By Jim Ellis
Dec. 6, 2018 — Two House races are still not finalized, with one possibly headed for a new election. In California, action is still not complete now almost a month after Election Day. Democrat T.J. Cox leads Rep. David Valadao (R-Hanford/Bakersfield) by 843 votes in the 21st District with an undetermined number of ballots remaining to be counted. It does appear that Cox will be declared the winner, but the election officials actually doing finalizing the race still have not done so.
In North Carolina, the state Board of Elections has blocked certifying Republican Mark Harris’ victory over Democratic businessman Dan McCready in the state’s open 9th District. The seat went to open status after the North Carolina primary in May when Harris, formerly a Baptist pastor, upset Rep. Bob Pittenger (R-Charlotte) in the Republican primary.

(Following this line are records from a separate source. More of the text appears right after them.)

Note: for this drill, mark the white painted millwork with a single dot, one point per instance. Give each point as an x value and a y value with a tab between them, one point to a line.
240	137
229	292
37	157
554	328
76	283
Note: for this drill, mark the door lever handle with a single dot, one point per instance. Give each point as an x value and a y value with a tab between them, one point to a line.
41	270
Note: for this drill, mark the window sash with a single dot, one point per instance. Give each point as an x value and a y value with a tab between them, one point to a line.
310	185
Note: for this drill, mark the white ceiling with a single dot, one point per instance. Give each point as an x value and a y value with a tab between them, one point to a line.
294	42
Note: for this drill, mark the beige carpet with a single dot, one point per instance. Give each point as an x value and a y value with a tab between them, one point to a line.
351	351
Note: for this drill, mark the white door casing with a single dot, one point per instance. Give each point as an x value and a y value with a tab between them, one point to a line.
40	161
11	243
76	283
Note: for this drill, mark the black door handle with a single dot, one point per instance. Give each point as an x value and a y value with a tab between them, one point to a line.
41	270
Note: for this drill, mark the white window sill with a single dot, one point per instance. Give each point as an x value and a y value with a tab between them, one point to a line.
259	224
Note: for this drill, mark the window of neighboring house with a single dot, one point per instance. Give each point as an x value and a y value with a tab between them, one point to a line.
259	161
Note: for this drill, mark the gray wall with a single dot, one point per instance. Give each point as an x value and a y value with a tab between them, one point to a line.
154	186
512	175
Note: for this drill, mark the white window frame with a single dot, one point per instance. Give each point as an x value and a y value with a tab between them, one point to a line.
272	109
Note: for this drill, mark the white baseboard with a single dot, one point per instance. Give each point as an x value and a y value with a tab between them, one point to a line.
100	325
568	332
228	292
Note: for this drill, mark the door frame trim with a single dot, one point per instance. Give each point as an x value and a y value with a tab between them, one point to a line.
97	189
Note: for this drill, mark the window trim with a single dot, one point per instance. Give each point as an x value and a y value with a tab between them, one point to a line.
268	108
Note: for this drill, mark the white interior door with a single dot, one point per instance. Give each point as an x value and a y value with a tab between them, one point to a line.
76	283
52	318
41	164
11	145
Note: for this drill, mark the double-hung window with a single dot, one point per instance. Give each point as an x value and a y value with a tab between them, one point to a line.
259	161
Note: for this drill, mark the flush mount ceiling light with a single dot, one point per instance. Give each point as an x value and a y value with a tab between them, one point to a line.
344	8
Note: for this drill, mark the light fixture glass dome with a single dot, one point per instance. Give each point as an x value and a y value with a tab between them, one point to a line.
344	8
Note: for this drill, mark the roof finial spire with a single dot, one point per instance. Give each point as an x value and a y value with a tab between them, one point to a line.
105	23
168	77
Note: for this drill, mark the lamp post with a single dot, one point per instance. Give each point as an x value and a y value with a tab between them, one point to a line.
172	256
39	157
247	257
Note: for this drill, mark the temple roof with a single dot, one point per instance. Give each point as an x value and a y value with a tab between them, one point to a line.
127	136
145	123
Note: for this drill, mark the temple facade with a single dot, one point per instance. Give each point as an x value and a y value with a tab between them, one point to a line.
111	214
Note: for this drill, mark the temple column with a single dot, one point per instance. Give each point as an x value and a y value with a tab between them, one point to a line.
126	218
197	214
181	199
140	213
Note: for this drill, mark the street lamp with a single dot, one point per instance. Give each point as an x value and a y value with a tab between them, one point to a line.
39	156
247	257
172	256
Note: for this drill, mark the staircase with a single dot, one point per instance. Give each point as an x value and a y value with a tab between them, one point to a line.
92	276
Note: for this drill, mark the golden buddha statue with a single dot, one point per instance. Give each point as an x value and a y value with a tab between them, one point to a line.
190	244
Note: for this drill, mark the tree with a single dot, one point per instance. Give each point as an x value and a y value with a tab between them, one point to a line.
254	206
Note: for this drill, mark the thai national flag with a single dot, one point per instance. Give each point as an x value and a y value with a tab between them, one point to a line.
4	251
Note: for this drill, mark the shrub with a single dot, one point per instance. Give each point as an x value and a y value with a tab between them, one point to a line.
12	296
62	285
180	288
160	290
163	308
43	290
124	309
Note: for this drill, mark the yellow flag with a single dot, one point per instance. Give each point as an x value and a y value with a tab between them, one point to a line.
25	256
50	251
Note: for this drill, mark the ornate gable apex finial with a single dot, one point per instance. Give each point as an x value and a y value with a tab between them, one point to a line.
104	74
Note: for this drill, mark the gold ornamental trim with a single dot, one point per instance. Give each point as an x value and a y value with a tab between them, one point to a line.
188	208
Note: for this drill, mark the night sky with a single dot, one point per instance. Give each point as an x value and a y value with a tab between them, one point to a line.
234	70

Ironically, a practice referred to as “ballot harvesting” appears to be at the heart of the California political overtime races and this one suspended result in North Carolina. Ballot harvesting is the act of an individual gathering absentee ballots from voters, bundling them together, and turning them over to election officers for counting purposes. In California, ballot harvesting is now legal. In North Carolina, it is not.
In the Golden State, the Valadao district is the last to turn. In five other seats, all Republican held, the GOP candidate led through Election Day and mail counting, only to see the tables turn when provisional ballots were added. Statewide, almost 2 million votes were in this category, so an average of approximately 35,000 such votes were present in most congressional districts.
The provisional ballots, according to the California Secretary of State’s office, are votes cast by individuals not on the registration rolls or from people who received a mail ballot but decided to vote in person. The outlined procedure calls for the local elections’ office to verify the provisional ballots before counting them. Many of the absentee-type votes were submitted through the ballot harvesting process.
The North Carolina Board of Elections membership, under scrutiny themselves because a state court has already declared the panel’s composition to be unconstitutional, is supposed to be dissolved Dec. 12 after being granted an original extension. But, the board has scheduled another hearing on the NC-9 situation for Dec. 21, and is actively conducting an investigation over what the board vice chairman originally declared as “voting irregularities.” It is now coming to light that the referred to problems revolve around ballot harvesting incidents.
Currently, two other investigations are simultaneously underway. In addition to the Board of Elections probe, the FBI is now involved, as is the Wake County district attorney. Though Wake County is nowhere near the location of the alleged violations in Bladen County, the tri-county DA in the actual area of jurisdiction referred the case to Wake because, he indicated, much of the questionable process began in Raleigh. It is also probable that the smaller rural county area prosecution office has far less of a budget for an investigation of this type, hence his desire to involve a larger and more experienced office and staff, which has more in the way of implementation funds.
The state board has the power to order a new election if they do not ultimately certify the Harris victory. Additionally, the House itself, under Democratic Party control on Jan. 3, has the power to seat each member. Without an official state-issued certificate of election, it is a foregone conclusion that the House will not seat Harris, thus declaring the seat vacant.
If the board orders a new election, the contest will be among only Harris and McCready, along with Libertarian candidate Jeff Scott. If the House were to declare the seat vacant, a special election would be scheduled, meaning a primary and general election process would begin anew and be open to anyone choosing to run.
It is unclear whether the board can declare ballots void, and thus throw the election another candidate, in this case McCready. It is possible, however, that a court could do such. Therefore, it appears this race will require a long period of time to ultimately decide. For their part, Republican officials are calling for certification now, saying that the number of tainted ballots is not enough to overturn the outcome. The uncertified final count gives Harris a 905-vote victory.